## Difficulty with tree restructuring

A place to discuss the implementation and style of computer programs.

Moderators: phlip, Moderators General, Prelates

sgfw
Posts: 46
Joined: Wed Jun 19, 2013 11:47 pm UTC

### Difficulty with tree restructuring

I'm making a CAS program in python and I have a class for expressions that is organized as a tree with a node for each operator ('+', '-', '*', '/', '^') and one for several functions ('sin', 'cos', 'log', etc) It works for a lot of purposes, but I would really like to make a function to "restructure" an expression. To elaborate:

The function would take an expression, a skeleton of an "old" structure, and a skeleton of a "new" structure. Lets say the expression is (5/1 + 3 + a)/1 where 'a' can be anything, including another node. Presented in a more visual form, this would be:

The 'old' structure argument would be a/1, where 'a' can be anything, and the 'new' structure would be just ''a, or in a more visual form:

The function would then output 5 + 3 + a, as it would have gone through and replaced every part of the form a/1 with just 'a'. This function would have several applications, such as replacing anything of the form a^log(a, b) with b, or replacing anything of the form a/c + b/c with (a + b)/c. The problem is, I can't figure out how to write it. It has some aspects that should be programmed recursively, and some that shouldn't. I have tried breaking it into two functions, one that traces the given expression for occurrences of the 'old' structure, and another that replaces them, but I still can't seem to do it. I think it would be a lot easier if operators such as '+' and '*' weren't communicative, because as they are, I have to make the program search pretty much every single branch on that node for one that coincides with the correct structure. Can anyone think of a relatively simple way to write this function? I feel like there is one, but I can't think of it.

I'm not sure how well I explained this. If anyone would like me to elaborate more, I'd be happy to. Thanks.

EvanED
Posts: 4331
Joined: Mon Aug 07, 2006 6:28 am UTC
Contact:

### Re: Difficulty with tree restructuring

I get the problem, but I'm not sure how to suggest writing it because I don't really have a good idea of what you tried and what you think doesn't work (and what does). One idea: look at something called Bottom-Up Rewrite Systems. If you look around you'll see lots of people talking about it for instruction generation in compilers, but this seems like a decent application of it as well. I'm not sure how overkill the idea is -- I don't think you need the full power of BURS, which excels when there are multiple solutions and you want to pick one with least cost. But you might be able to find a library or something you can use that will allow you to give a nice declarative specification of the rewriting rules.

sgfw
Posts: 46
Joined: Wed Jun 19, 2013 11:47 pm UTC

### Re: Difficulty with tree restructuring

I don't really have a good idea of what you tried and what you think doesn't work (and what does)
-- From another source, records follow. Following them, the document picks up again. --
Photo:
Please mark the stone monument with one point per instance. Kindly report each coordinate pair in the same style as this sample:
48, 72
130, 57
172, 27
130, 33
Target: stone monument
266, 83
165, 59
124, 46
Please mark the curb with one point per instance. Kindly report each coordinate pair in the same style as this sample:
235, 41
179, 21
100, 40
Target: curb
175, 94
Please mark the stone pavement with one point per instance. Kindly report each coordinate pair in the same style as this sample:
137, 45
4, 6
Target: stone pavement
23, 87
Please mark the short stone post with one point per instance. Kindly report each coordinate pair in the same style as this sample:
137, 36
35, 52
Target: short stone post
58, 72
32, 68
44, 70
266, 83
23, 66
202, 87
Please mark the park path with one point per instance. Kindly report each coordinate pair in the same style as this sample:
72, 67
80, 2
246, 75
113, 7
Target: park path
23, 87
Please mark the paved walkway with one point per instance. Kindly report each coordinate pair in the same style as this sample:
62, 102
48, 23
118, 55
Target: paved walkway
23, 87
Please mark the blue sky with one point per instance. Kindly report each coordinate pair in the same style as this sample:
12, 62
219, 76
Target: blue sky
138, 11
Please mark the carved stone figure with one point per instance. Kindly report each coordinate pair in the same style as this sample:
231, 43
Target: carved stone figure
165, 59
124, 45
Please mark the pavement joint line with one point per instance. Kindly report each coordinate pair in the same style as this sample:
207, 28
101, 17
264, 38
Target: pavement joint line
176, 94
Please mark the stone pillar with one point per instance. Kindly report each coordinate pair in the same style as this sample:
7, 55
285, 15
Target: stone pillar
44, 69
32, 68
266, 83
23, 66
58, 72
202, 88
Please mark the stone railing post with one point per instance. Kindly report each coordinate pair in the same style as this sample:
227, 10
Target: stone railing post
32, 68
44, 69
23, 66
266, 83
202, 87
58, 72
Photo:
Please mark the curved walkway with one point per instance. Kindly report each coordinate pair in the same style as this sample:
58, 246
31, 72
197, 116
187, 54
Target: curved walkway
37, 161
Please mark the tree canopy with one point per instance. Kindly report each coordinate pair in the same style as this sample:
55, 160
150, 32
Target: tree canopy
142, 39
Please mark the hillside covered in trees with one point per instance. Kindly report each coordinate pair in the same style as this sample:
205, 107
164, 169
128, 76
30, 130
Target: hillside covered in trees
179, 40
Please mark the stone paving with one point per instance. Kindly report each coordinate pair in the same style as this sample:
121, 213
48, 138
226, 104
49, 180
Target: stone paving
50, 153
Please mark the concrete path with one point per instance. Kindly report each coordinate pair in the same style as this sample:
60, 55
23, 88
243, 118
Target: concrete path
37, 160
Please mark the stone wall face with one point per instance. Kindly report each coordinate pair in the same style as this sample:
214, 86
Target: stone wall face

I can't imagine a solution to this problem that isn't recursive, so I started by making a program that starts at the top, and goes down every branch looking for a chain of nodes that is the same as the structure given. The problem is, once it traces the branches all the way down the structure to finally discover the it is in fact the same as the "old" structure argument, it has no way of retracing it's steps to regain all of the information it needs to fill in the blanks in the "new" structure. So I tried writing two functions, one that would go through the expression and map all of the occurrences of the "old" structure, and then another that would use the map to fill in the new structure, but there is another problem with this: Some restructures such as replacing a/c + b/c with (a + b)/c rely on the two "c"s being equal, which the mapping function has no way of determining because once again, by the time the function has followed the expression to the bottom branches, a/c and b/c, the two branches are seperate and the program has no way of determining that they are in fact equal.

EvanED
Posts: 4331
Joined: Mon Aug 07, 2006 6:28 am UTC
Contact:

### Re: Difficulty with tree restructuring

Here's how I would structure it, starting with a big digression.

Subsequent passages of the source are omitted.